With electric vehicles and robotics, China has positioned itself to develop its own versions of cloud infrastructure, machine learning technology, artificial intelligence, and components specifically designed for vehicles, robots, and similar connected devices. By selling more vehicles, Chinese companies can collect extensive real-world data about roads and traffic conditions and use this information to train their autonomous driving models. This could enable them to create a mapping system that rivals Google Maps.

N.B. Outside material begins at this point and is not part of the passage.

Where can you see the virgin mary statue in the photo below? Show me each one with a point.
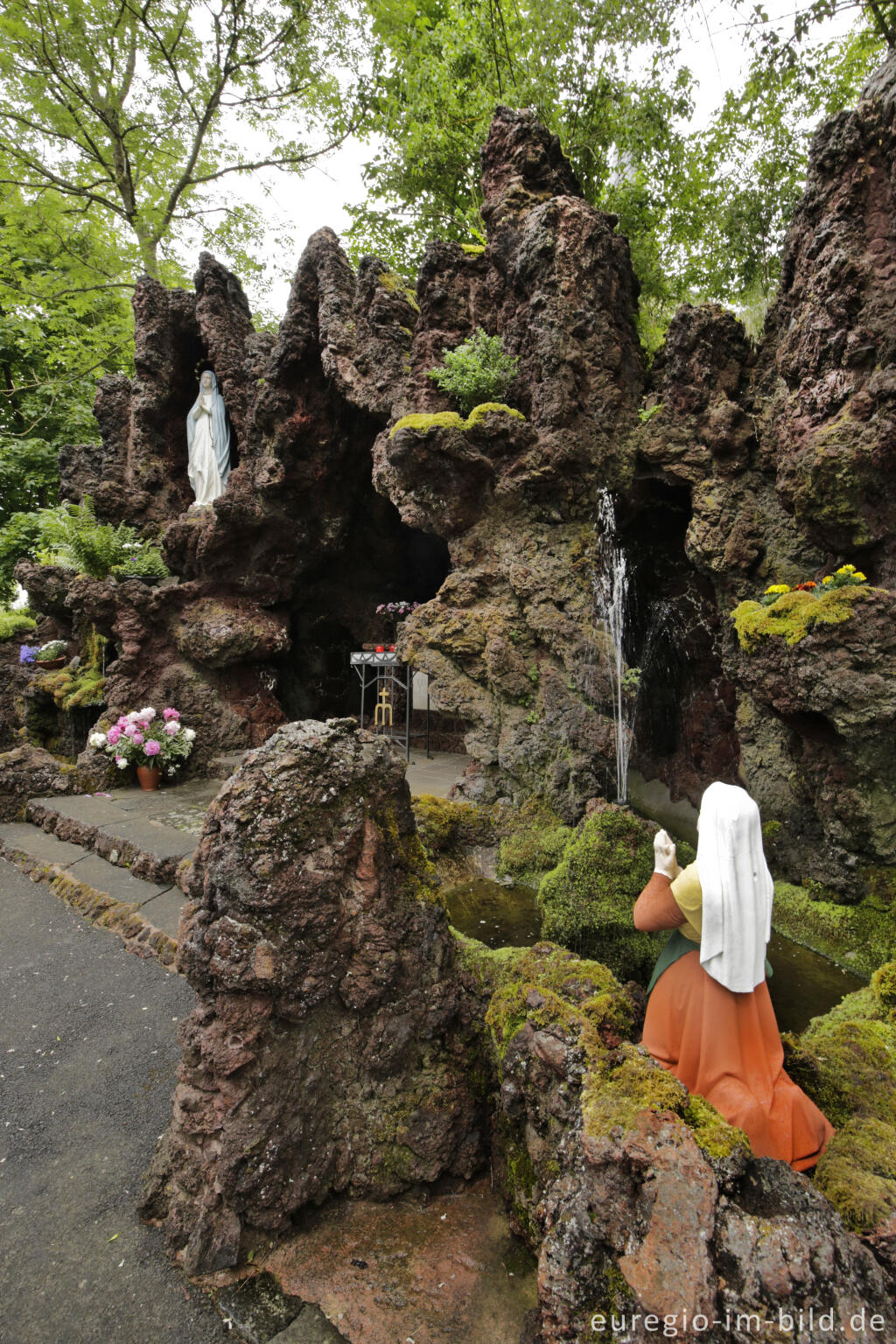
(208, 443)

Tesla’s multibillion-dollar investment in battery facilities and its aggressive pursuit of rare earth metals stemmed from a clear strategic vision: Battery technology would determine the future of electric vehicles. When I was running GigaOM, we covered Tesla from its inception. We had numerous conversations with team members, and learned about the company's holistic understanding of everything from battery technology to in-vehicle computing systems. China has learned the vertical-integration lesson well. Today, the nation dominates battery technology and holds a commanding position in solar energy production, giving it significant leverage in shaping the emerging mobility market.

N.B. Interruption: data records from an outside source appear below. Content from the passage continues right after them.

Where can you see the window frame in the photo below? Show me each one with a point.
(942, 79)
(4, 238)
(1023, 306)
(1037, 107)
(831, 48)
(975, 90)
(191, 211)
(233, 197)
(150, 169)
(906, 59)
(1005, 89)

For the past decade, China has focused intently on its “Made in China 2025” initiative, aiming to narrow the technology gap with the West, particularly the United States. Of the nine targets China set for itself, three aimed for leadership or self-reliance in information technology, robotics, and energy-efficient vehicles, including new-energy cars. And you can see it playing out in the marketplace.
While Chinese companies might not rival Nvidia or Qualcomm, the nation now has about six global-scale companies helping to build a chip ecosystem. Huawei manufactures its own chips, which, though not better the best of the West, are good enough to be competitive. To challenge Western counterparts, Chinese manufacturers are producing older chips at lower costs. The strategy mirrors their approach to electric vehicles — BYD’s prices significantly undercut those of Tesla and German and Japanese automakers.

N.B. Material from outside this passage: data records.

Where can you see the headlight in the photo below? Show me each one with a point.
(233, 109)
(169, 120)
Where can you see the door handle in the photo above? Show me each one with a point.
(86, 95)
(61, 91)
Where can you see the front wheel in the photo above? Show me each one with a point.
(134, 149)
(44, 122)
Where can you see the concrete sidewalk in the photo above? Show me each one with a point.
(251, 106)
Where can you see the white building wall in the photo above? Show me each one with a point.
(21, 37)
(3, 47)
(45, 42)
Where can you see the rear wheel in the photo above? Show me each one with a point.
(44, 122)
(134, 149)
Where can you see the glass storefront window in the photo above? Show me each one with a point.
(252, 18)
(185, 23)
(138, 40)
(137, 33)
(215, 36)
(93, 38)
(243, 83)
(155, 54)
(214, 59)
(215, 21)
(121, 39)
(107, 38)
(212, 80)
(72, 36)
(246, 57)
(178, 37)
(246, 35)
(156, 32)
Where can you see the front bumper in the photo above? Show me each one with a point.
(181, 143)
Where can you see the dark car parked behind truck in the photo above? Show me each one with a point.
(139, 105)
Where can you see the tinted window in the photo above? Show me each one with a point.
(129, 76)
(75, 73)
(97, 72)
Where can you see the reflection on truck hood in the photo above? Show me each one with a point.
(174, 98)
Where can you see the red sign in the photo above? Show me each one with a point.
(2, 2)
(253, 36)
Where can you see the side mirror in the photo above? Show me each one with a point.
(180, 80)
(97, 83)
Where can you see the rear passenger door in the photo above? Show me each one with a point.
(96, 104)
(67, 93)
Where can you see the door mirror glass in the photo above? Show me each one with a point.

The tech world’s fascination with companies like OpenAI has overshadowed these developments, though warning signs are emerging. In artificial intelligence, China’s DeepSeek demonstrates the nation’s growing capabilities. The company has already integrated its technology throughout China’s economy and social infrastructure. The five largest Chinese phone manufacturers now use DeepSeek’s AI, as do the country’s home appliance makers and electric vehicle companies.
What has also changed is that China itself is a massive domestic market. “China is huge, and for them, it’s a great thing to both export and sell to their own internal market when they do these things,” Bullard said. “Not every country is capable of this.” Beyond cars and robots — whether industrial or humanoid personal robots — the demand will be generated by China’s internal market, an advantage in sustaining their position.
Borrow, steal, subsidize — it doesn’t matter as long as the Chinese companies get the global market share. Once you have the market share, you can prime the pump. They did it with Huawei, and now they are doing it with cars. For once, the US Stack has a competitor that threatens to zoom past it.
As I said earlier, sometimes a car is not just a car.